🤖 AI Summary
This work addresses the inefficiency of large language models in multi-hop question answering, where fixed chain-of-thought reasoning often leads to “overthinking” simple sub-questions and unnecessary computational overhead. The authors propose the first fully reinforcement learning–based adaptive interleaved reasoning framework, which dynamically decides at each step whether to perform explicit reasoning, thereby overcoming the limitations of globally uniform strategies.
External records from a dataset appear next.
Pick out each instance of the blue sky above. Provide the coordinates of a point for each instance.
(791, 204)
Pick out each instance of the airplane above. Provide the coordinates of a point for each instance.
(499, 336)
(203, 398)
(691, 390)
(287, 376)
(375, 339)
Notably, the method requires no supervised fine-tuning for cold-start deployment and incorporates a quality-gated efficiency reward within a graph-structured reasoning environment (Graph-R1) to enable fine-grained control over reasoning budgets. Experiments on HotpotQA demonstrate a 90.35% reduction in average reasoning tokens per question (69.71% overall) while maintaining answer accuracy comparable to or better than baseline methods, revealing that overthinking primarily stems from the initial planning phase.
📝 Abstract
Large Language Models (LLMs) have achieved remarkable performance in complex reasoning tasks through Chain-of-Thought (CoT) prompting. However, this approach often leads to ``over-thinking,'' where models generate unnecessarily long reasoning traces for simple queries and incur avoidable inference cost. While recent work has explored adaptive reasoning, existing methods typically make a single query-level decision about whether to reason. This overlooks the dynamic nature of multi-step tasks, where the need for explicit reasoning varies across intermediate stages. To address this limitation, we introduce AdaptR1, a Reinforcement Learning (RL) based framework for adaptive interleaved thinking in multi-hop Question Answering (QA). Unlike previous approaches that require Supervised Fine-Tuning (SFT) for cold-start initialization, AdaptR1 uses a fully RL-based strategy with a quality-gated efficiency reward to dynamically allocate reasoning budgets at each step. Under the Graph-R1 setting, AdaptR1 reduces average think tokens by 69.71\%, with a 90.35\% reduction on HotpotQA, while maintaining performance comparable to or better than standard baselines. Furthermore, our analysis reveals that overthinking in multi-hop reasoning is not uniformly distributed but occurs predominantly during the initial planning stages, highlighting the effectiveness of step-wise adaptive budget allocation.